USAID DEC
Evaluates project to help the Government of Egypt (GOE) to increase poultry meat and egg production.
Bishop, John P.; Shafik, Nemat T. +1 more · 1983

Abstract
Special evaluation covers the period 9/78-9/83 and is based on document review, site visits, and interviews with poultry producers and USAID/E and GOE personnel. The project did not unfold as planned. During Phase I, 264 person-months of TA and short-term training for 70 Egyptian participants were provided. Yet, training was oriented only toward management-level personnel and consisted primarily of observation tours of U.S. universities and commercial poultry production facilities; no technical training was offered. Planned improvements at 3 GOE breeding/hatching farm were not completed due to a host of implementation delays; the first delivery of imported chicks and equipment did not arrive until late 1981 and installation of new buildings remains incomplete. Phase II accomplishments were also limited. Plans to expand 3 additional breeding/hatching farms were abandoned due to the delays at the 3 original sites. Disease control activities which had been programed for GOE farms, intermediate growers, and village producers were implemented only at the GOE farms, and there only partially and after long delays; all that resulted was a study which recommended that a disease control program be initiated at the farms and necessary drugs supplied to carry it out.

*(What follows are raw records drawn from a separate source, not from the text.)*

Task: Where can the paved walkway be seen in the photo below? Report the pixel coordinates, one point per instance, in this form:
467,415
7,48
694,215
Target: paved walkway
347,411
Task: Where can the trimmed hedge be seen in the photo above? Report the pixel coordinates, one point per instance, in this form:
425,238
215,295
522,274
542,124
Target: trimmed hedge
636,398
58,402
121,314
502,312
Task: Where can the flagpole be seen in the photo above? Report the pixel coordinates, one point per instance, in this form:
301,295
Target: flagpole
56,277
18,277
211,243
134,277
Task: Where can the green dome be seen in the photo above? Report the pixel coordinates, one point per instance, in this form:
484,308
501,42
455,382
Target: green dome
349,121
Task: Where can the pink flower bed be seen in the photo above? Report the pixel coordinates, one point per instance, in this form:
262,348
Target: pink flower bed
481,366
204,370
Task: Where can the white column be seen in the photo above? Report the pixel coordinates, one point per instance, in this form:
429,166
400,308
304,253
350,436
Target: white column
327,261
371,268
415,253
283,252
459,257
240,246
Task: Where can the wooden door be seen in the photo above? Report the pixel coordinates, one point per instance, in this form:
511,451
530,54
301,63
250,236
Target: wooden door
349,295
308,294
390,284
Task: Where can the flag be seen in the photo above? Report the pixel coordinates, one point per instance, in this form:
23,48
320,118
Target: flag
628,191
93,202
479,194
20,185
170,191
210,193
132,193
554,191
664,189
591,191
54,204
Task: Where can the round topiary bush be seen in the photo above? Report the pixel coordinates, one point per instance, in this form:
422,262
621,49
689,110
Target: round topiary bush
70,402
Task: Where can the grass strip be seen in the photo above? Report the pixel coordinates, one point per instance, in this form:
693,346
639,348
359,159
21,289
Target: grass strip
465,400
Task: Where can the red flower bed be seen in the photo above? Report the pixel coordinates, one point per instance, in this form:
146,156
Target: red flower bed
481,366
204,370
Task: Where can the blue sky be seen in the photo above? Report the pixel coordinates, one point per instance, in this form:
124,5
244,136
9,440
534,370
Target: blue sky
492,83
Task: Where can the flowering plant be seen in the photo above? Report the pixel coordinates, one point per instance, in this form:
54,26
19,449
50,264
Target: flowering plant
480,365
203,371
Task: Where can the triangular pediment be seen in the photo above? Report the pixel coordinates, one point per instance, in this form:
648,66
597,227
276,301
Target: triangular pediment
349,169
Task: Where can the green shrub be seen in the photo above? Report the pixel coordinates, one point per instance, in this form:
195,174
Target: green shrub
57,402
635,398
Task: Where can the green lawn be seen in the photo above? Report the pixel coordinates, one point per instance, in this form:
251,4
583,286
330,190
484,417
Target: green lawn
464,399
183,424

Only one Phase II output - a 1-month vaccine/pharmaceutical demand study to determine whether local demand was sufficient to support domestic drug production - was completed. In short, although improvements at the 3 GOE farms will increase their capacity to provide breeding stock, the project"s emphasis on imported breeds (which are more prone to disease) - while neglecting village-level disease control - suggest that it will do little to assist small producers. Consumers will likely benefit from the project, if the imported birds are successfully distributed to large producers, as will the large-scale producers themselves and the scientists at the GOE farms who will be able to experiment with improved breeds. Small-scale production, however, remains a promising area for future A.I.D. assistance. Annexes include exceptions taken by A.I.D."s Office of Agriculture to the evaluation conclusions.